国産車初の280馬力を達成したクルマ
この美しいプロポーションを優先したがゆえに、犠牲になったのはエンジンルームの容積。Z32のエンジンルームは、Z31に比べ27%も容積が狭い(そのため整備性が悪く、チューニングには不向きとされた)。それでいて、スタイルも性能も最高のスポーツカーを目指すと欲張ったZ32は、このボディに新開発のVG30DETT型エンジンを搭載。V6エンジンなのでエキゾーストもデュアル。
ターボも片バンクにひとつずつのツインターボ、インタークーラーも左右振り分け。出力目標は300馬力だったが、最終的には280馬力。じつは国産車で最初に280馬力をマークし、のちの280馬力自主規制の基準を作ったのが、このクルマだった。
ハンドリングに関しては、日産の901活動の時期と重なり、新開発の四輪マルチリンクサスを投入。スーパーハイキャスも装備され、直進安定性と素直なコーナリング特性を持っていた。
また、先進性という意味ではエアロダイナミクスが秀逸で、空気抵抗係=Cd値は、0.31。
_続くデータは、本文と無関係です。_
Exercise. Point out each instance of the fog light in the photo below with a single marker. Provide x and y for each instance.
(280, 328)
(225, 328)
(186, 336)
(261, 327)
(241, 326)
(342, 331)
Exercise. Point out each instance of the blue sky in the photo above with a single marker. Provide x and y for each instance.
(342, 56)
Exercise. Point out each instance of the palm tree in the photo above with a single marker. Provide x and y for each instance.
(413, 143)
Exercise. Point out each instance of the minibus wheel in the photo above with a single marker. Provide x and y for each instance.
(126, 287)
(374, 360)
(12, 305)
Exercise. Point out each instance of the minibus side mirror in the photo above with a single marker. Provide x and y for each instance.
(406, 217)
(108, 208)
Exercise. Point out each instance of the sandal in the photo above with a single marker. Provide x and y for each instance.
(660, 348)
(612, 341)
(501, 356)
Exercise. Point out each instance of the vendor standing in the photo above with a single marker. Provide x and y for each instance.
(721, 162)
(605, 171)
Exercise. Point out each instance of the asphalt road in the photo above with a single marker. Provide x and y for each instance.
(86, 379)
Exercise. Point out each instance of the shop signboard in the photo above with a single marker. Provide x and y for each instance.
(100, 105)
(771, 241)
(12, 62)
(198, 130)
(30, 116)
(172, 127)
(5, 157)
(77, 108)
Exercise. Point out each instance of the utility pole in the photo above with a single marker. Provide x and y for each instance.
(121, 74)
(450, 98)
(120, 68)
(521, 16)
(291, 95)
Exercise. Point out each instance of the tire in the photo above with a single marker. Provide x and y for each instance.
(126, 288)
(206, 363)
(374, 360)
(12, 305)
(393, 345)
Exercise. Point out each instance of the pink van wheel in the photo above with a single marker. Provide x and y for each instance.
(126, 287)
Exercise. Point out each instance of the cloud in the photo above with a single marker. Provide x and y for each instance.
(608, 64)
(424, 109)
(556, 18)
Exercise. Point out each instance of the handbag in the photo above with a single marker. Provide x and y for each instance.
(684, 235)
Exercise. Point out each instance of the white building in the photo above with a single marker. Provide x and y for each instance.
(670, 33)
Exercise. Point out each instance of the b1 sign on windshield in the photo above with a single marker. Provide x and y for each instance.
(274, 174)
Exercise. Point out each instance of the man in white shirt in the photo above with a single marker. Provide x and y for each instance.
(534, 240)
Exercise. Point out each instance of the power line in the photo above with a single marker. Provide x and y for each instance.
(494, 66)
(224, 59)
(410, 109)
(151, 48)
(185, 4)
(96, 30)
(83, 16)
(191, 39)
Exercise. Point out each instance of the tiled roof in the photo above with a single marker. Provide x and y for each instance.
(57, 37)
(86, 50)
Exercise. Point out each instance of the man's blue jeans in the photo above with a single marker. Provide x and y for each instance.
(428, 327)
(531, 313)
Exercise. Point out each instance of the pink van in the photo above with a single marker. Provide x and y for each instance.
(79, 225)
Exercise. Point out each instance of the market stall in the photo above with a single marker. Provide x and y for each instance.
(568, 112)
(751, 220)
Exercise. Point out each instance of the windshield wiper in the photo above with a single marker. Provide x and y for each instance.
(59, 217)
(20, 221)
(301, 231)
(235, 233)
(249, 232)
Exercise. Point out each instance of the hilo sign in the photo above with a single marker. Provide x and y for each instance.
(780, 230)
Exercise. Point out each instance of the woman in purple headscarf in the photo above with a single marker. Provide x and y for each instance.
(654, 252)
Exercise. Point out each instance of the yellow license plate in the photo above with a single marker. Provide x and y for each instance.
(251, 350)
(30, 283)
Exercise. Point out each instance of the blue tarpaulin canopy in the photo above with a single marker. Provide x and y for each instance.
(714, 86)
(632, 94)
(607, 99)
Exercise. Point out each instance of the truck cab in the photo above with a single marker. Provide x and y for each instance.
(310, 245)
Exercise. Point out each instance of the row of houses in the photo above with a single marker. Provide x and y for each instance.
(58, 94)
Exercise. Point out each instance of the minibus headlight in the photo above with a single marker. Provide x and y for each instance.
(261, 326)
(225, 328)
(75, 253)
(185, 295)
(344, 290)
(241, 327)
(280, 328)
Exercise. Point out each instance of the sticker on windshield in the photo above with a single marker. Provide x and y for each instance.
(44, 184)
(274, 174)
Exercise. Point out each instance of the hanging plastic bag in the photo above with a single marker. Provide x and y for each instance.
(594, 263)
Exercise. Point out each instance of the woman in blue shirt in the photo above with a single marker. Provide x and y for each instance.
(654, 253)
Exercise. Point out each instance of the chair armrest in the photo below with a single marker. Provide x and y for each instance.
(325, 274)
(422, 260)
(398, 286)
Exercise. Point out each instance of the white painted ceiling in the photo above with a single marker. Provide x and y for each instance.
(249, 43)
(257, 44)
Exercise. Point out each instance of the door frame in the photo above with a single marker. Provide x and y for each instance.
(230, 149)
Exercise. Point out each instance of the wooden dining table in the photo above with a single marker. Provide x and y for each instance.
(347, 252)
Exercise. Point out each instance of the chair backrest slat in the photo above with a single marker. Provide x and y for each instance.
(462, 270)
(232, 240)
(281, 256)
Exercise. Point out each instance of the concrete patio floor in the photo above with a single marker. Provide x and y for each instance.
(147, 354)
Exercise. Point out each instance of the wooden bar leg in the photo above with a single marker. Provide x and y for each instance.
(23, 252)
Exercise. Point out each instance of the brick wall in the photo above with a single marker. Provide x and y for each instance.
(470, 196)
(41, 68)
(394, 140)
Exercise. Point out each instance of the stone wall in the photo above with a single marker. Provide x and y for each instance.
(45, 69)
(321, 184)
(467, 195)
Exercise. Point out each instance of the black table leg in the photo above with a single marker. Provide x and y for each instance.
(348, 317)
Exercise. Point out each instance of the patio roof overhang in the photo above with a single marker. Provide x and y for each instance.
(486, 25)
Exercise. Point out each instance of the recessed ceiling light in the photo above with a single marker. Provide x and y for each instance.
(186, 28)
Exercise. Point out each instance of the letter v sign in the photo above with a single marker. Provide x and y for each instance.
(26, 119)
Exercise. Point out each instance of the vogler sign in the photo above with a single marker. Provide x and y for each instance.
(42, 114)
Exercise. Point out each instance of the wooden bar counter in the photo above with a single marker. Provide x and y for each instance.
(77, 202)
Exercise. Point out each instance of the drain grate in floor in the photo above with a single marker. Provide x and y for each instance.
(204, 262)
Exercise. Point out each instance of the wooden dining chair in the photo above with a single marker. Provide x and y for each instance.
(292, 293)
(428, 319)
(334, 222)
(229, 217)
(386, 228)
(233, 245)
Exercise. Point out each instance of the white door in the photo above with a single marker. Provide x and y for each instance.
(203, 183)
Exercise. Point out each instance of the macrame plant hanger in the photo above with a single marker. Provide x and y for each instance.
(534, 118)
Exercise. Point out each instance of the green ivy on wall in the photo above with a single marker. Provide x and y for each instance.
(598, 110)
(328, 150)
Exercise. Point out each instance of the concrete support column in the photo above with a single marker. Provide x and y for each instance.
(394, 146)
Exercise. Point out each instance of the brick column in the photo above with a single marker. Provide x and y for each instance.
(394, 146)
リヤの揚力係数=CL値は、0.00つまり揚力ゼロ(ゼロリフト)を誇り、ボンネビルでの最高速424km/hをはじめ、数々の最高速レコードを持っているのもZ32の特徴。
どちらかというと、同時期に発売されたスカイラインGT-R(R32)の陰に隠れてしまった感のあるZ32だが、これからむしろ再評価されていく一台かもしれない。